The law of this country is, that every man, able to carry arms, is liable to be called on, to serve in the militia, or to serve as a soldier in some way or other, in order to defend the country. What, then, the man has no land; he has no property beyond his mere body, and clothes, and tools; he has nothing that an enemy can take away from him. What justice is there, then, in calling upon this man to take up arms and risk his life in the defence of the land: what is the land to him? I say, that it is something to him; I say, that he ought to be called forth to assist to defend the land; because, however poor he may be, he has a share in the land, through the poor-rates; and if he be liable to be called forth to defend the land, the land is always liable to be taxed for his support. This is what I say: my opinions are consistent with reason, with justice, and with the law of the land; but, how can Malthus and his silly and nasty disciples; how can those who want to abolish the poor-rates or to prevent the poor from marrying; how can this at once stupid and conceited tribe look the labouring man in the face, while they call upon him to take up arms, to risk his life, in defence of the land?

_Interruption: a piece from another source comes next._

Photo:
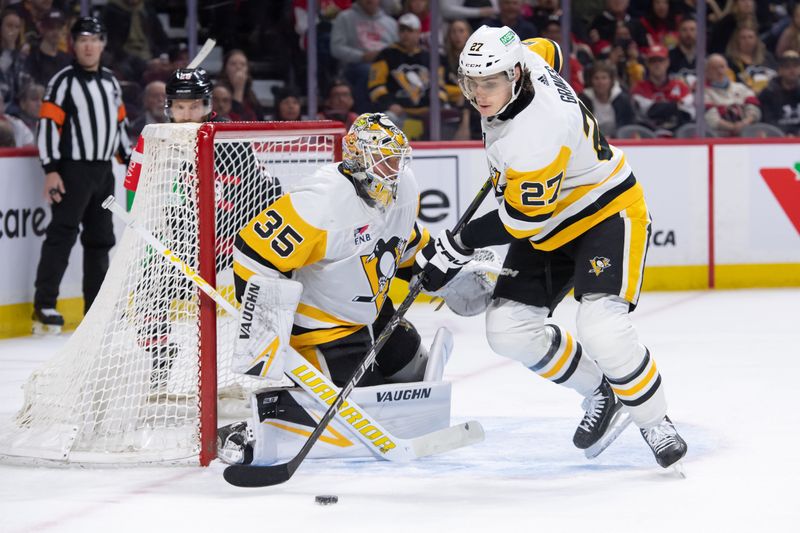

Grant that the poor-laws are just; grant that every necessitous creature has a right to demand relief from some parish or other; grant that the law has most effectually provided that every man shall be protected against the effects of hunger and of cold; grant these, and then the law which compels the man without house or land to take up arms and risk his life in defence of the country, is a perfectly just law; but, deny to the necessitous that legal and certain relief of which I have been speaking; abolish the poor laws; and then this military-service law becomes an act of a character such as I defy any pen or tongue to describe.